These tight-knit communities had well-defined codes of conduct. Members could choose: follow the rules or be ostracized. Because of the inherent familiarity, miscreants were easily caught. The Internet has created a new, broader sense of community. Yet, for all its merit, without the familiarity, without face-to-face interaction, the loyalty that once tied us together has been lost.
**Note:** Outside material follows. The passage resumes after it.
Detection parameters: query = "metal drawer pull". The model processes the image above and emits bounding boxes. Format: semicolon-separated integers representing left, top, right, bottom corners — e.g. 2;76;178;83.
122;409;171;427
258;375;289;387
The weakening of community has unmoored us, severing the relationship between behavior and accountability. In tight-knit communities, fearing the judgment of people we loved or admired, we typically subjugated small group-e.g., family or church-preferences to those of the larger community. We are more apt to be rude to people we don’t know and believe we’ll never see again or we’ll never meet in real life-the person sitting next to us on a plane, the customer service agent, someone we’ve met only online-than to intimates who will hold us accountable.

We now move in pods-within a self-selected group of family, friends, or social networks. Each small group develops and maintains its own code of conduct-thus, bullies stick together; as in any community, we comply with the code or risk alienation. Striving for acceptance, we control our behavior within the small group. Mean Girls bully the studious peer, never their own. The problem is, small group ethics don’t always adhere to the standards of the community at large.

On the Internet, anonymity shields us, but it also makes us feel small and, to some degree, lost; feeling defenseless, we are more likely-spurred on by our group-to mount an attack. I don’t care to return to the past. A minimal standard of decency, reinforced by sanctions against those who refuse to comply (as we now shame misogynists, for example)-now, that would be nice.

Perhaps the perfect way to achieve this is to remember the sentiment of this wonderful video. Though you only see the computer screen, behind it is a real person just like you. Remembering that it’s all about people is surely the first step in creating – and maintaining – our communities.